Importance
Accurate, real-time case identification is needed to target interventions to improve quality and outcomes for hospitalized patients with heart failure. Problem lists may be useful for case identification, but are often inaccurate or incomplete. Machine learning approaches may improve accuracy of identification but can be limited by complexity of implementation.
Objective
To develop algorithms that use readily available clinical data to identify heart failure patients while in the hospital.

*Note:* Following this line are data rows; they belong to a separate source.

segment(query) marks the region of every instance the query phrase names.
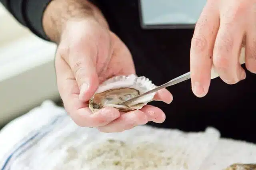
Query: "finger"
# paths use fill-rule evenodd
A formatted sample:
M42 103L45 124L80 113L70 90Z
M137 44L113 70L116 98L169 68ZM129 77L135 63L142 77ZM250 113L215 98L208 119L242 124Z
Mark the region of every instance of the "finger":
M162 101L167 104L170 103L173 99L172 94L166 89L158 90L155 96L154 100Z
M165 120L166 116L164 112L158 107L146 105L140 109L148 117L148 121L152 121L157 123L162 123Z
M84 101L93 95L99 84L94 60L96 57L97 48L86 41L75 43L70 47L68 53L62 55L71 68L79 87L79 99Z
M148 121L148 118L146 114L142 111L136 110L121 113L120 117L116 120L98 128L101 132L107 133L121 132L138 125L145 125Z
M206 95L210 86L212 50L219 23L217 4L214 1L208 1L196 23L191 41L192 87L199 97Z
M252 11L248 18L248 26L246 35L245 62L246 68L252 73L256 73L256 5L251 7Z
M82 127L98 127L119 117L118 110L112 108L93 114L88 107L88 103L79 99L79 89L68 65L61 58L56 58L56 63L58 89L65 109L76 123Z
M214 69L220 78L229 84L235 84L246 76L239 60L245 20L240 17L242 14L240 6L235 1L232 1L232 3L220 10L220 28L213 57Z

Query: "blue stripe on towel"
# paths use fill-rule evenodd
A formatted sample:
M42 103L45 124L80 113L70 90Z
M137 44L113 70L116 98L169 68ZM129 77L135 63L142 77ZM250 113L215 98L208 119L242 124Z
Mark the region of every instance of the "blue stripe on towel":
M19 145L18 144L18 146L16 147L16 149L11 152L11 153L7 156L7 158L4 161L4 163L1 168L1 170L10 170L12 163L17 157L32 146L33 144L34 144L36 142L39 140L50 132L54 127L54 125L66 116L66 115L65 115L57 117L51 123L43 126L41 128L35 131L32 131L28 136L21 140L18 143L21 143L21 144Z

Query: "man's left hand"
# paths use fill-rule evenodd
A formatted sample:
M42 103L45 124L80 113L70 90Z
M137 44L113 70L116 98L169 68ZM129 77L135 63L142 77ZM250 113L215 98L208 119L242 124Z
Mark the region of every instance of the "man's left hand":
M207 93L212 67L228 84L245 79L239 62L242 45L246 68L256 73L256 0L208 0L191 42L191 82L196 96Z

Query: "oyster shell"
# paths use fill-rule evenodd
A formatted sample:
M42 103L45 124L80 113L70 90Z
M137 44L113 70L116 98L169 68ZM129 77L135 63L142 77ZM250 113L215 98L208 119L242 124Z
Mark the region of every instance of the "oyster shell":
M139 98L129 105L117 105L156 87L144 76L131 74L128 76L114 77L99 86L89 100L89 107L93 113L106 107L114 107L123 111L140 109L153 100L156 92Z
M256 164L234 164L228 166L225 170L256 170Z

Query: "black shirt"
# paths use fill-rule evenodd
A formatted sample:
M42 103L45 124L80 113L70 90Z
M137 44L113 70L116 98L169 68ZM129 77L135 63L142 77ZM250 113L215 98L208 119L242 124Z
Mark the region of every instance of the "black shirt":
M22 0L10 1L15 6L18 3L14 1ZM38 1L43 5L36 4ZM43 4L49 1L28 0L31 2L27 6L27 6L27 11L23 14L10 11L18 19L30 17L30 22L26 22L27 19L23 24L46 38L42 33L42 24L39 23L42 13L31 9L37 6L42 12ZM138 75L145 76L160 85L189 71L193 29L145 30L140 25L138 0L98 1L97 5L111 30L130 50ZM174 96L170 104L150 103L165 112L166 121L161 124L150 122L149 125L190 131L204 130L206 127L212 126L223 137L256 142L256 75L247 71L246 74L245 80L233 85L224 83L219 78L212 80L208 94L202 98L192 93L189 80L168 88Z

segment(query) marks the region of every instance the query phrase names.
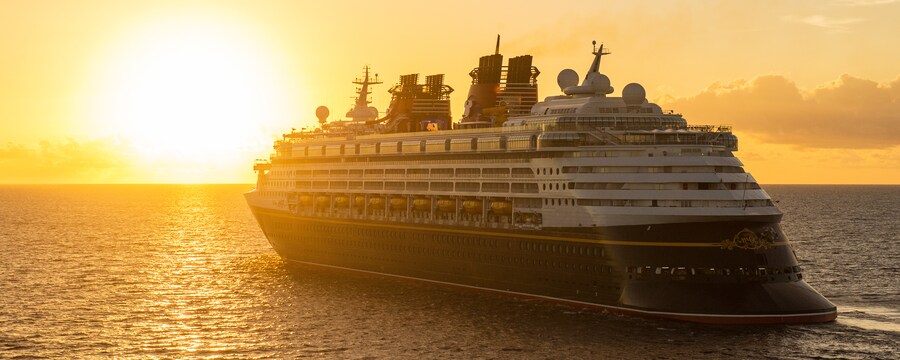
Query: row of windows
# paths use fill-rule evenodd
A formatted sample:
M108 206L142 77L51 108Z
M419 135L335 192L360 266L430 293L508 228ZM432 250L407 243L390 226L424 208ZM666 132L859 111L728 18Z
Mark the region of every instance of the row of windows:
M756 190L759 184L747 182L703 183L569 183L576 190Z
M558 173L558 172L557 172ZM435 169L332 169L281 171L276 176L296 177L486 177L486 178L532 178L531 168L435 168Z
M744 168L740 166L565 166L563 173L744 173Z
M498 253L499 245L506 241L472 236L458 236L450 234L432 234L423 232L406 232L391 229L355 228L336 225L297 225L295 223L274 223L269 230L275 230L280 238L290 238L294 241L304 241L307 250L316 248L346 249L343 252L352 252L351 248L378 249L389 252L406 252L415 254L428 254L440 257L456 257L475 259L481 262L509 263L543 266L547 268L581 270L589 273L611 274L612 266L597 263L596 261L559 261L547 257L520 257L515 254ZM298 234L304 234L301 238ZM310 238L314 240L309 240ZM383 239L406 239L417 242L384 241ZM335 248L332 245L316 246L316 242L336 242L341 245ZM552 244L542 242L521 241L518 243L520 251L536 253L557 253L561 255L580 255L585 257L603 257L604 250L595 246ZM349 250L349 251L348 251ZM396 257L373 257L383 261L416 261L418 259ZM608 264L607 264L608 265ZM459 268L458 270L463 270ZM784 267L687 267L687 266L627 266L624 268L628 279L632 280L692 280L692 281L781 281L801 280L802 274L799 266ZM594 285L597 286L596 280Z
M652 279L654 277L686 280L691 277L702 276L707 280L715 277L740 277L746 280L769 280L775 281L780 275L788 275L787 280L802 280L803 274L800 273L799 266L785 267L737 267L737 268L716 268L716 267L686 267L686 266L628 266L625 272L629 274L629 279ZM791 276L794 275L794 276Z
M286 144L284 146L292 146ZM537 146L536 135L496 136L481 138L382 141L359 144L333 144L298 146L298 156L341 155L392 155L414 153L444 153L469 151L533 150ZM285 153L282 150L281 153Z
M537 193L535 183L449 182L449 181L295 181L298 190L393 190Z
M578 199L578 206L636 206L636 207L769 207L772 200L608 200Z

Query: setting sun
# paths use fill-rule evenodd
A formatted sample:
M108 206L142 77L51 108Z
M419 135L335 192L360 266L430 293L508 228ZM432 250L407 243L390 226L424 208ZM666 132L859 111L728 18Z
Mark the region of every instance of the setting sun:
M97 117L149 158L206 161L255 145L257 124L285 117L291 94L279 59L241 31L196 19L135 31L104 68Z
M366 65L384 81L370 89L381 111L400 75L445 74L458 121L468 73L501 34L502 53L534 56L540 98L605 43L613 95L637 82L692 123L733 125L761 182L898 183L900 48L869 44L890 43L900 4L826 3L498 3L431 20L471 26L409 31L376 19L431 5L4 2L0 182L249 183L253 159L315 124L317 106L343 117Z

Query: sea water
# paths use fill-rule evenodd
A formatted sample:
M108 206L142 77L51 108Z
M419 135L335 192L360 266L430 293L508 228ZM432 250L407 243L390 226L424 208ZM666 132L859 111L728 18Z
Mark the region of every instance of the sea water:
M0 358L896 358L900 186L765 186L838 320L709 326L292 265L249 185L0 186Z

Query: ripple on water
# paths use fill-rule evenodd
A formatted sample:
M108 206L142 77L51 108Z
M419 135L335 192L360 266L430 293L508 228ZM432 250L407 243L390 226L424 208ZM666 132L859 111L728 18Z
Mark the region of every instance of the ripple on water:
M0 187L0 203L16 204L0 207L0 357L892 358L900 348L900 289L885 276L900 259L887 221L900 218L897 187L767 188L805 277L840 309L832 324L783 327L623 317L286 264L246 209L247 189Z

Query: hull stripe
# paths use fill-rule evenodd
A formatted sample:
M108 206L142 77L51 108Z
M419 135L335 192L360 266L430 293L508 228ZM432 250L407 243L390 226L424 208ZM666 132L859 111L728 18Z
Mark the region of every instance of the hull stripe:
M359 226L358 222L353 221L343 221L343 220L334 220L334 219L324 219L317 217L308 217L308 216L298 216L293 214L286 214L280 211L272 211L263 208L256 208L256 211L265 212L272 216L278 216L282 218L290 218L290 219L305 219L310 221L318 221L323 223L330 224L339 224L339 225L353 225ZM408 225L395 225L395 224L377 224L368 222L365 224L366 226L371 227L380 227L380 228L391 228L391 229L403 229L403 230L422 230L422 227L417 226L408 226ZM457 230L457 229L446 229L441 228L443 232L457 233L457 234L467 234L467 235L480 235L480 236L499 236L499 237L507 237L507 238L515 238L515 239L534 239L534 240L558 240L558 241L572 241L579 243L588 243L588 244L602 244L602 245L619 245L619 246L655 246L655 247L722 247L721 243L686 243L686 242L636 242L636 241L619 241L619 240L588 240L581 238L571 238L571 237L561 237L561 236L547 236L547 235L528 235L528 234L511 234L511 233L502 233L502 232L488 232L488 231L477 231L477 230ZM778 241L770 244L770 246L785 246L787 242Z
M639 309L632 309L632 308L621 307L621 306L602 305L602 304L597 304L597 303L589 303L589 302L578 301L578 300L562 299L562 298L556 298L556 297L551 297L551 296L535 295L535 294L521 293L521 292L509 291L509 290L499 290L499 289L485 288L485 287L479 287L479 286L473 286L473 285L463 285L463 284L456 284L456 283L439 281L439 280L422 279L422 278L417 278L417 277L412 277L412 276L382 273L382 272L371 271L371 270L354 269L354 268L348 268L348 267L336 266L336 265L326 265L326 264L319 264L319 263L314 263L314 262L292 260L292 259L287 259L287 260L291 261L291 262L295 262L295 263L300 263L300 264L356 271L356 272L362 272L362 273L367 273L367 274L390 276L390 277L395 277L395 278L430 282L430 283L435 283L435 284L441 284L441 285L447 285L447 286L453 286L453 287L461 287L461 288L467 288L467 289L474 289L474 290L480 290L480 291L504 293L504 294L521 296L521 297L543 299L543 300L567 303L567 304L571 304L571 305L578 305L578 306L584 306L584 307L590 307L590 308L602 308L602 309L610 310L610 311L617 312L617 313L632 313L632 314L646 315L646 316L651 316L651 317L665 317L665 318L688 320L688 321L701 322L701 323L723 323L723 324L725 324L725 323L727 323L727 324L738 324L738 323L748 323L748 324L773 323L773 324L775 324L775 323L779 323L780 324L780 323L802 322L804 319L806 319L807 321L810 321L810 319L814 319L812 321L827 322L827 321L832 321L837 317L837 310L816 312L816 313L799 313L799 314L749 314L749 315L697 314L697 313L676 313L676 312L666 312L666 311L639 310Z

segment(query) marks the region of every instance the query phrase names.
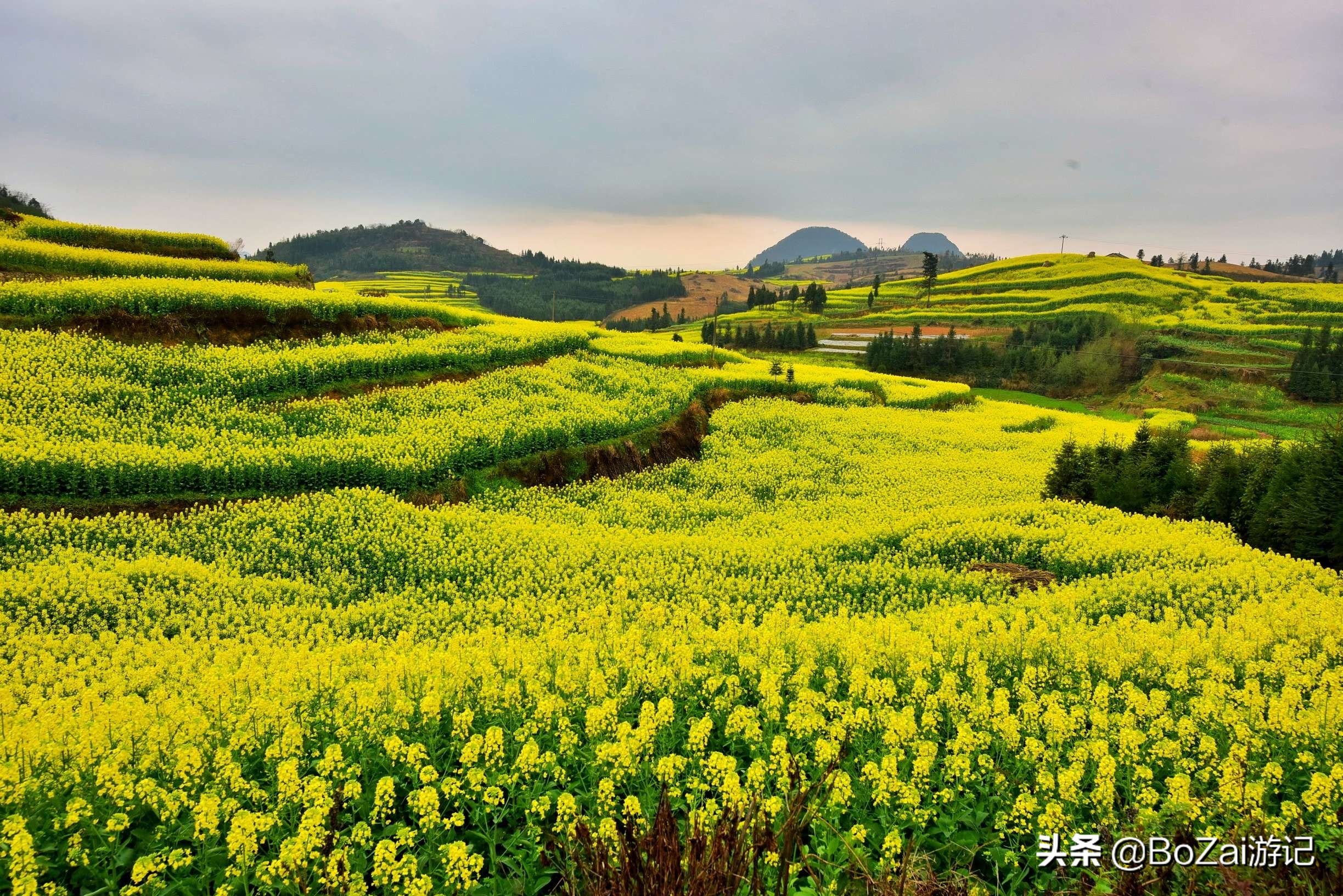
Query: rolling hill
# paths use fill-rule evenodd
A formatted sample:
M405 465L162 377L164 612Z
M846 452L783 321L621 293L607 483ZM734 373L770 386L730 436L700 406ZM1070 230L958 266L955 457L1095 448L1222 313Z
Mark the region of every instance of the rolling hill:
M752 266L766 262L791 262L795 258L815 258L835 253L866 249L861 242L834 227L803 227L751 259Z
M269 254L267 254L269 253ZM441 230L423 220L318 230L273 243L262 254L308 265L317 279L385 270L532 273L526 258L494 249L463 230Z
M947 239L944 234L928 234L919 232L905 240L905 244L900 247L905 253L932 253L933 255L941 255L943 253L951 253L952 255L963 254L956 243Z

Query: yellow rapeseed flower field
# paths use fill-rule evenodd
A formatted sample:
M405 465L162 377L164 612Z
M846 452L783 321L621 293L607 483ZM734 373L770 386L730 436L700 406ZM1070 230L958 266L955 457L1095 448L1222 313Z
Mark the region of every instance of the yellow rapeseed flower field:
M980 271L964 313L1034 313L1060 275L1038 267ZM1234 298L1111 267L1066 289L1182 320ZM911 868L1035 892L1039 837L1086 832L1313 837L1338 866L1343 582L1223 525L1039 497L1066 439L1136 420L346 287L0 286L27 318L294 301L461 329L0 330L9 891L552 892L577 844L659 807L688 836L778 833L803 797L792 852L759 857L786 892ZM1226 325L1305 300L1244 301ZM399 497L710 395L694 459ZM257 500L97 512L183 494ZM1096 879L1064 885L1119 885Z
M1037 412L753 399L698 462L465 505L11 513L11 877L530 887L579 822L661 793L782 813L799 775L830 780L808 848L873 868L958 836L945 865L1010 876L1050 830L1336 832L1338 575L1038 500L1064 438L1131 427L1011 431Z

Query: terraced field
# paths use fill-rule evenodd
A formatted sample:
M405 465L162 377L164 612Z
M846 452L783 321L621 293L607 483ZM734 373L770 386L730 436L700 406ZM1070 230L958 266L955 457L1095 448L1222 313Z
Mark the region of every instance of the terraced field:
M481 310L475 293L462 282L462 274L442 271L383 271L368 279L329 279L316 285L318 292L353 290L356 293L387 293L416 301L442 302Z
M1074 273L1077 304L1152 317L1332 313L1041 270L948 275L932 313L1037 313ZM771 892L1160 883L1038 868L1041 836L1096 832L1313 837L1312 866L1160 885L1331 892L1343 582L1039 497L1061 445L1136 420L501 318L450 279L239 281L0 287L27 316L0 330L12 891L588 892L641 837L740 844ZM388 325L62 324L289 296Z

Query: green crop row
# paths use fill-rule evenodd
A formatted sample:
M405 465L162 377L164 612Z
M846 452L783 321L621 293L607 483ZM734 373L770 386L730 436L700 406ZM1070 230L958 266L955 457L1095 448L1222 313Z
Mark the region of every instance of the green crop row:
M0 270L67 277L195 277L302 285L310 279L306 265L164 258L163 255L141 255L110 249L82 249L11 236L0 236Z
M3 240L0 240L3 242ZM223 262L220 262L223 263ZM306 290L275 283L239 283L167 277L107 277L67 281L0 283L0 314L60 320L121 309L130 314L171 314L184 310L261 310L271 320L304 309L318 320L340 314L431 317L442 324L479 324L490 314L400 296L361 296L355 290Z
M228 243L207 234L175 234L160 230L129 230L77 224L68 220L24 215L17 231L30 238L62 246L109 249L118 253L167 255L171 258L218 258L238 261Z

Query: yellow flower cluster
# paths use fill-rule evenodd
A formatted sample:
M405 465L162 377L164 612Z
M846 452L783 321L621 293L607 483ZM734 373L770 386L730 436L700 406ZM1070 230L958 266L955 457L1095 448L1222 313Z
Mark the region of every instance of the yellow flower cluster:
M1330 283L1236 283L1125 258L1023 255L939 277L931 296L919 279L881 285L868 313L864 285L829 294L826 316L864 326L936 321L1010 326L1058 313L1100 313L1150 326L1248 336L1289 336L1343 324L1343 287ZM774 313L783 314L780 305ZM760 310L752 312L759 316ZM861 318L857 316L861 314Z
M623 402L733 375L552 365ZM823 775L808 848L872 868L958 834L1007 866L1050 832L1336 833L1339 576L1041 501L1064 438L1132 426L1010 431L1037 414L752 399L700 461L462 505L7 514L11 880L540 887L580 822L611 840L663 791L779 819Z
M40 239L16 239L4 234L0 234L0 267L73 277L200 277L257 283L310 282L306 265L168 258L111 249L62 246Z
M0 240L3 243L3 240ZM3 261L0 261L3 263ZM205 262L199 262L205 263ZM230 262L211 262L228 265ZM232 262L234 265L254 262ZM255 262L262 263L262 262ZM183 277L90 277L63 281L0 283L0 314L64 318L109 309L130 314L171 314L185 309L263 312L269 318L301 309L318 320L341 314L388 314L393 318L431 317L441 324L481 324L498 317L443 302L400 296L361 296L349 289L308 290L270 282L236 283Z
M626 348L645 355L645 341L603 337L595 340L598 353L469 382L287 403L266 395L404 371L488 369L577 349L592 333L583 324L498 320L462 333L250 348L165 349L0 332L8 349L0 361L0 493L403 490L537 451L626 437L676 416L712 388L818 388L822 402L916 407L967 394L958 383L839 368L807 368L787 383L770 376L763 361L658 368L619 356Z
M68 220L52 220L35 215L21 215L16 232L30 239L40 239L62 246L83 246L85 249L111 249L122 253L146 253L177 258L223 258L235 261L238 257L228 243L205 234L175 234L161 230L130 230L106 227L103 224L77 224Z

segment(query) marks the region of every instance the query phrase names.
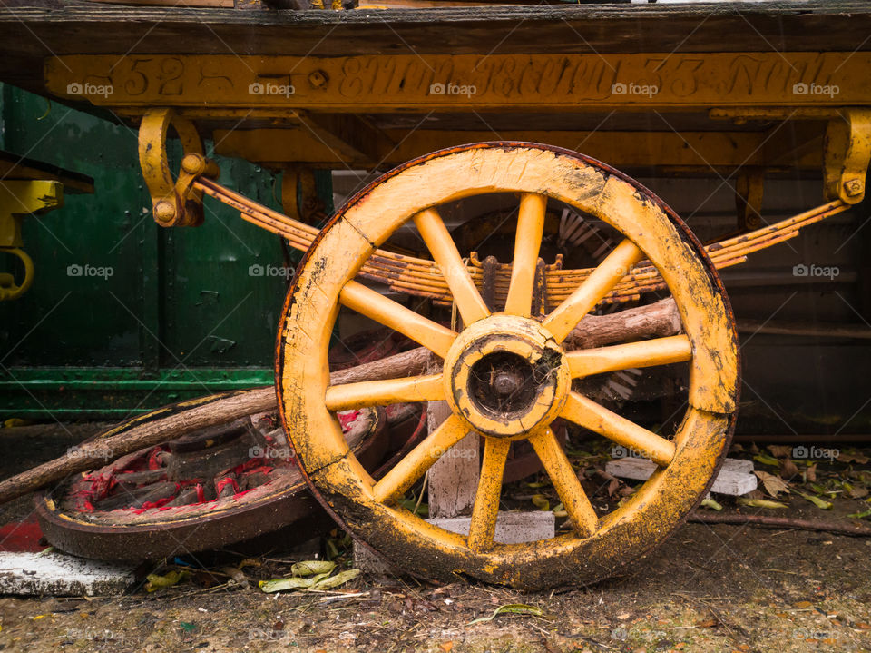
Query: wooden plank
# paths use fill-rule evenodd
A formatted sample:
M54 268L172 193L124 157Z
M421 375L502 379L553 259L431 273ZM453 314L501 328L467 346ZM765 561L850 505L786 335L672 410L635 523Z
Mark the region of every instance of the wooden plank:
M46 89L97 106L329 113L697 111L871 105L871 52L75 54ZM328 119L328 116L324 116ZM333 117L335 122L338 120ZM668 123L661 121L661 129ZM337 125L340 126L340 125ZM369 128L371 129L371 128ZM344 131L353 133L352 130Z
M558 121L553 117L554 122ZM726 125L723 125L726 126ZM451 131L419 129L406 134L404 130L385 130L388 139L398 144L384 153L384 163L398 164L443 147L466 143L492 141L494 134L484 131ZM769 142L784 141L782 148L791 143L790 133L784 130L784 139L773 136ZM793 169L817 172L822 166L821 150L807 153L801 158L784 161L782 150L762 147L766 138L754 132L573 132L573 131L500 131L506 141L534 141L582 151L585 154L604 161L620 170L664 166L695 167L711 176L727 174L746 165L767 166L766 153L778 157L777 163ZM339 153L326 146L305 129L234 129L215 132L216 151L227 156L239 156L266 164L288 161L306 162L314 165L341 165ZM381 159L377 159L380 161ZM351 156L349 164L366 165L366 158Z
M581 5L445 9L237 11L7 0L0 80L42 91L64 54L685 53L871 49L863 0ZM406 49L407 48L407 50ZM677 48L677 49L676 49Z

Design, Setting, and Participants
We performed a retrospective study of hospitalizations at an academic medical center. Hospitalizations for patients≥18 years who were admitted after January 1, 2013 and discharged prior to February 28, 2015 were included. From a random 75% sample of hospitalizations, we developed five algorithms for heart failure identification using electronic health record (EHR) data: 1) heart failure on problem list; 2) presence of at least one of three characteristics: heart failure on problem list, inpatient loop diuretic, or brain natriuretic peptide≥500 pg/ml; 3) logistic regression of 30 clinically relevant structured data elements; 4) machine learning approach using unstructured notes; 5) machine learning approach using both structured and unstructured data.
Main Outcome and Measure
Heart failure diagnosis, based on discharge diagnosis and physician review of sampled charts.
Results
Of 47,119 included hospitalizations, 6,549 (13.9%) had a discharge diagnosis of heart failure. Inclusion of heart failure on the problem list (algorithm 1) had a sensitivity of 0.40 and positive predictive value (PPV) of 0.96 for heart failure identification. Algorithm 2 improved sensitivity to 0.77 at the expense of PPV of 0.64. Algorithms 3, 4, and 5 had areas under the receiver operating curves (AUCs) of 0.953, 0.969, and 0.974, respectively. With PPV of 0.9, these algorithms had associated sensitivities of 0.68, 0.77, and 0.83, respectively.
Conclusion and Relevance
The problem list is insufficient for real-time identification of hospitalized patients with heart failure. The high predictive accuracy of machine learning using free text demonstrates that support of such analytics in future EHR systems can improve cohort identification.